The cases also expose Facebook’s treatment of developers. They accuse the company of allowing the producers of other software to use Facebook data to develop their own applications and connect them to its service, which benefited Facebook by incentivizing more people to join and use Facebook more often. But Facebook would later shut down those apps if it eventually deemed them a threat to its own business.
“You are not allowed to offer something to all companies that is critical to their competition,” Hubbard explains, “but then cut it off when a company dares to compete against you, which is what Facebook did.”
“Users of personal social media services have suffered and continue to suffer a variety of harms as a result of Facebook’s illegal conduct, including degraded quality of user experiences, fewer choices on personal social media, suppressed innovation, and less investment in potentially competitive services ”, affirms the demand of AG. He argues that another consequence of all this was damaging Americans’ right to privacy because Facebook stifled competitors that could have offered better privacy protections. (In 2019, Facebook agreed to pay a record $ 5 billion fine as part of a settlement with the FTC over allegations of privacy violations.)
Any possible Facebook breakdown is a long way off
So what is the solution to undo some of the damage that these lawsuits say Facebook is causing to its users and the market?
Both lawsuits argue that the social media giant should basically have to separate. But getting there will be difficult, and if it happens, it will take time. Hubbard of the Open Market Institute told Recode that the litigation over Facebook’s obligation to ditch Instagram and WhatsApp would likely take years; Other experts told Recode that a test likely won’t even start until next year, or until 2022.
Another complication: Facebook continues to intertwine its apps, which would presumably make it harder to separate them if it gets to that point.
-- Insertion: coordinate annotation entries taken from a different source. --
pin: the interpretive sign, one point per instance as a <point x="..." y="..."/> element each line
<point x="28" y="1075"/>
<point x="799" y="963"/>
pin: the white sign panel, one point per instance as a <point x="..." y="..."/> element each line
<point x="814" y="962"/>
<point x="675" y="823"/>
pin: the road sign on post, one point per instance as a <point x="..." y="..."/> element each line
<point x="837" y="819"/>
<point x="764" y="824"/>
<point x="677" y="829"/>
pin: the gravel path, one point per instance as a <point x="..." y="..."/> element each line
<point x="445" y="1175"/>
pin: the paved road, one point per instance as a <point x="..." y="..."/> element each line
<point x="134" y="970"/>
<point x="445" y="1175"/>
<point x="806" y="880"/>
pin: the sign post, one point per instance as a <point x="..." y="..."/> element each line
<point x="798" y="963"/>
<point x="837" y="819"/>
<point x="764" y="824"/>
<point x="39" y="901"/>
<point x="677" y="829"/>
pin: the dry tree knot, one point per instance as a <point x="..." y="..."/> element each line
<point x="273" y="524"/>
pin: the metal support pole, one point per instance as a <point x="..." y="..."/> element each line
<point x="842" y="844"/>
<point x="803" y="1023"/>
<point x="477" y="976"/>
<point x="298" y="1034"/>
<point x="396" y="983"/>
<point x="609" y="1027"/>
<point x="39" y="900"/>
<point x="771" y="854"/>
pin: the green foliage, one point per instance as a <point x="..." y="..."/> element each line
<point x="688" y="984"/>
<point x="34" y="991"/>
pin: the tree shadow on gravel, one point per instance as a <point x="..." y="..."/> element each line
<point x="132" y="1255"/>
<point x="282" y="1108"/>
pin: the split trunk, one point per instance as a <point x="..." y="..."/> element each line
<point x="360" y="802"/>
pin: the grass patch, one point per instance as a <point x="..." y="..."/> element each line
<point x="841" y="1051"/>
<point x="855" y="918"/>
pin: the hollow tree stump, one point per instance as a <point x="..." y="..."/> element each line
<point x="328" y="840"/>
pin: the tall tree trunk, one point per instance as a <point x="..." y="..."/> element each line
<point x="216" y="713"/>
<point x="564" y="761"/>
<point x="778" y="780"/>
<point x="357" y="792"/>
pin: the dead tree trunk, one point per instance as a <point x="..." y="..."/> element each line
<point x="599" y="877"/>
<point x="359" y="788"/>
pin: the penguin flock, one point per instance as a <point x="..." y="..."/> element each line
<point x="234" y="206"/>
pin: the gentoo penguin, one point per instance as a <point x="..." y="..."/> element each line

In 2019, Facebook announced that it would begin to merge the technical infrastructure of the direct messaging systems used by WhatsApp, Instagram and Facebook. The company also has more ambitious hopes for WhatsApp, noting that it can link its Facebook and Instagram advertising business with the messaging platform.
In a tweet Wednesday after the lawsuits were announced, Facebook rejected contrary to his claims, emphasizing that the FTC had approved the WhatsApp and Instagram acquisitions years ago.
“We are reviewing the complaints and will have more to say soon,” the company tweeted just after the lawsuits were announced. “Years after the FTC authorized our acquisitions, the government now wants a revamp regardless of the impact the precedent would have on the broader business community or the people who choose our products every day.”
In a later blog post, the company also argued that it faces competition for ad spending from other platforms such as Google and TikTok.
But those aren’t the only defenses available to Facebook. “The main response from Facebook is: ‘Look what we did with the companies we acquired. Did we put them on the shelf? Did we put them in the freezer? We take relatively small, promising but small businesses, in a fragile and uncertain part of their development, and turn them into something special, ” said Kovacic.
Still, he said the cases “create a very serious possibility that the company will be restructured.” Now, the foundation is probably being laid for the case to go to trial.
It’s too early to say how all of this will play out, but experts told Recode that a forced sale is certainly a possibility.
So while allegations of Facebook engaging in anti-competitive behavior aren’t new, the new lawsuits give critics of the company even more to work with. They also note that the push to more strictly regulate big tech will not go away when President-elect Joe Biden takes office in 2021.
Open Source it’s made possible by the Omidyar Network. All open source content is editorially independent and produced by our journalists.